As an instance of a geometry, the Triangular Antiprism is the model for a number of practical knots. This is the common attribute of all knots taken from the tables of knots and links as projections of a geometry, that their possible use as practical objects extends from a choice of projection in a tying diagram.

Here by example, simply by choice of projection and choice of working ends, we see Borromean Rings variously as 1) a lashing, 2) a hitch, 3) a bend, 4) a fixed loop. In each case, the practical knot faithfully follows a projection of the invariant geometry of the Triangular Antiprism.

The practicality of this method, of faithfully following a mathematical invariant of a geometry, is made clear when we consider the purposes for making tying diagrams, the purposes for making knots. We see our requirements as being available in a geometry and the only further requirement is to utilize the form with our need in mind. In a bend, the two working ends are directed toward and past each other, keeping to the path within the geometry, until there is sufficient friction in knot crossings to make the knot secure. In a fixed loop, the method is to pick an edge on the projected geometry that is to be called the loop, and to make this chosen edge far away enough in numbers of knot crossings from both the standing end and the working end, for friction to hold the applied forces. in a lashing or hitch, the working end follows the path of one line of a multiline projection, around the other line(s) of the projection where the other line(s) are the object(s) lashed or hitched upon. This is continued until sufficient friction is obtained. If these simple rules of choice in tying are adhered to then all of the dependence on knot settings and knot finishes shall be seen as nonsensible wish making for security.

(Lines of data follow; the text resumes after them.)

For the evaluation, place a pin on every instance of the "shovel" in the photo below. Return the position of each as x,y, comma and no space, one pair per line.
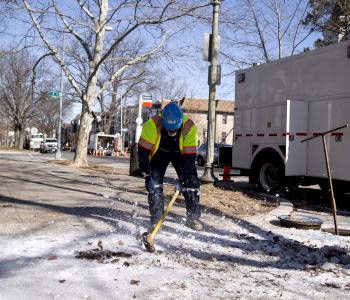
148,238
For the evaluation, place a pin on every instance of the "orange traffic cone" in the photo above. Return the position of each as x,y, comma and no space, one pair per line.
226,176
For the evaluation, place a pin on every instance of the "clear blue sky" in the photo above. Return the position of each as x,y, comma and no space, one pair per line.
193,69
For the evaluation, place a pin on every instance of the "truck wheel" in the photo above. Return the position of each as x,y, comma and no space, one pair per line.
270,175
200,161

Further, this aspect of practical knots conforming to a geometry can bring understanding to the primary knot form, the Carrick. The Carrick form, called the Josephine, is a pattern of saturated over-under crossings composing a square and six triangles. This figure as circuitry is completable in two significant ways. One way to complete the circuit is as Carrick Mat or Turkshead 3x4, another way to complete the circuit is as Carrick Bend or Turkshead 4x3. These completed circuits are then identifiable in the tables of knots and links as Rolfsen 8_18 and Rolfsen 9_40, respectively. As such, the Carrick will be seen to represent the second ordered and the third ordered of all knots and links that do not have twists (Conway 8* and 9*). The geometry of Rolfsen 8_18 is that of the Square Antiprism. The geometry of Rolfsen 9_40 is that of the Gyro-elongated Triangular Antiprism. Here we demonstrate, in a paper construction, the form of the Gyro-elongated Triangular Antiprism.

With the vision that a knot form can be the projection of an unvarying geometry, there is then the possibility of choosing different projections, choosing different tying diagrams, for a given geometry, including when using the two simple geometries that share the presence of the Carrick form. With Carrick Mat, there are two possible projections of the Square Antiprism. One projection is centered on the square which is the top or bottom of the Square Antiprism, this square then surrounded by the ring of triangles that gird any antiprism, and then the outer bound is the other square of the Square Antiprism. This is the IGKT logo. This could be called a Polar projection of the Square Antiprism. The other possible projection of the Carrick Mat is centered over both the triangles and the squares of the Square Antiprism with the outer bound being a last remaining triangle that completes the geometry. This could be called a Girder projection for the place that the ring of triangles have in all Antiprisms.

For Carrick Bend or Rolfsen 9_40, there are two similar projections to Carrick Mat and one additional projection. First is a Polar projection bounded on the outside by the top or bottom triangle of the Gyro-elongated Triangular Antiprism. Second is a Girder projection bounded on the outside by any one of the triangles that ring around the geometry. The additional, third projection is one that is bounded on the outside by one of the three squares of the gyro-elongation. This could be called the Elongate projection. Here we show practical knots obtained by various projections of the two geometries. What is remarkable is how the different tying diagrams provide different dynamics within the knot without changing the basic principle that sufficient knot crossings provide sufficient security.